According to the results, it could be deduced that the SpeBA302V, AtpBS165N and SecYM145V mutants are likely to be the main contributors to the improvement of RS3 (Fig. 4a). However, it was difficult to deduce the mutants induced causality of the stress tolerance (Figs. 4b, 6b) and the overall metabolic enhancement of RS3 (Fig. 5).

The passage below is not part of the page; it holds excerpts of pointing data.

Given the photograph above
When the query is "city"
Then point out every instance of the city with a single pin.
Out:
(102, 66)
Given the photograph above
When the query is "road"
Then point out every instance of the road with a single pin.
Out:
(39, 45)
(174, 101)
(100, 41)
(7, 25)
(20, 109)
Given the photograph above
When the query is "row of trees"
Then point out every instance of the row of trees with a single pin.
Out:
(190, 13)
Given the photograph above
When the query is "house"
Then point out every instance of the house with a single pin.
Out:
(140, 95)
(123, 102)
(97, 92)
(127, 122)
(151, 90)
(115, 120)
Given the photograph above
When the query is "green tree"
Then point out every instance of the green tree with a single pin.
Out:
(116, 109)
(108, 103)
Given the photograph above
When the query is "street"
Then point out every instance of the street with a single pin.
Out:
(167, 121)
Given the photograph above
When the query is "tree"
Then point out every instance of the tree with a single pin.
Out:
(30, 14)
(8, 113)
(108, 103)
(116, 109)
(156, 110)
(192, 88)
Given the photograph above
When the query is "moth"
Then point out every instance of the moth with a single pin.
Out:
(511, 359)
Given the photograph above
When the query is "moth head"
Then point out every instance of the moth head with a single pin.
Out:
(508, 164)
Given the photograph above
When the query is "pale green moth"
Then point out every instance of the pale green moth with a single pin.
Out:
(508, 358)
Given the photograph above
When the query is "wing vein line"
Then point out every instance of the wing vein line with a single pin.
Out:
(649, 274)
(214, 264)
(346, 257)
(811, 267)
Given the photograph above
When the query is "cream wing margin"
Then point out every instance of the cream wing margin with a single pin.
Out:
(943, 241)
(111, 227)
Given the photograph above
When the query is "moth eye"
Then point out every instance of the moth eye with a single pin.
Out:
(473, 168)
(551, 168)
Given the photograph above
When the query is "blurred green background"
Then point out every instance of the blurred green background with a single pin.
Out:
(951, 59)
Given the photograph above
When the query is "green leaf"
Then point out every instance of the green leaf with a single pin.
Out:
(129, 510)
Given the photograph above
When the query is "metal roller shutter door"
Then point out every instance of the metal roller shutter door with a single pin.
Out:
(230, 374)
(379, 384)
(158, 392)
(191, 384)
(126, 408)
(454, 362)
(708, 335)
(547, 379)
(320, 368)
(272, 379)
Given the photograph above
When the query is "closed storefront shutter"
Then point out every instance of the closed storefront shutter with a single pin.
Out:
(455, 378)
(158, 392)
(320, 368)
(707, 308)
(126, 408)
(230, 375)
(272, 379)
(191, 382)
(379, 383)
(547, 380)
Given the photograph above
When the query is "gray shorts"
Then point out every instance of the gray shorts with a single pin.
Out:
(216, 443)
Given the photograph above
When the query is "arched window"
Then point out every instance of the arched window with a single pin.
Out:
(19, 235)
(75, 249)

Taken together, ALE is effective to improve stress tolerance of microbial cell factories but a time-consuming process that commonly requires tens of transfers and takes weeks up to months [33]. Strategies to increase mutagenesis rates are helpful for accelerating the ALE process [41, 42]. In this study, GREACE that facilitates mutagenesis coupled-with selection under stress conditions was modified and applied to accelerate the ALE process. Growth of all the 10 paralleled samples improved under stress conditions after only seven rounds of transfers (Fig. 1), indicating the high efficiency of the modified GREACE-based ALE method. Another improvement to traditional ALE process is the usage of the late-stage fermentation broth to mimic the actual stress conditions that industrial producers faces. By using this strategy, mutants with significant increase in lysine production and stress tolerance were obtained. The ALE strategy established here should also be helpful for improving hyperproducers of various valuable chemicals. Genome sequencing of the best mutant RS3 provided valuable information for understanding the mechanism of improved lysine production and stress tolerance. Mutations in genes involved in polyamine biosynthesis, energy supply, and protein secretory were proven to be beneficial, which highlighted the importance of these three cellular processes in enhancing bioproduction.

Conclusions

By reconstructing the GREACE system, we developed a mutagenesis controllable GREACE-assisted ALE process in EFB. The process was applied to improve the stress tolerance of the lysine hyperproducer E. coli MU-1 in lysine EFB medium. Tolerance enhanced mutants were obtained within only 7 transfers in EFB media, indicating the high efficiency of the established process. Because environmental stress is harmful to high production of chemicals by bacteria, we expect that this method established in the present study would be extended to improve other chemical hyperproducers.

Additional file 1: Fig. S1. Growth comparison of the 10 ALE samples with the control samples. Table S1. Partial intracellular metabolites of RS3 from the 9-h fed-batch fermentation sample.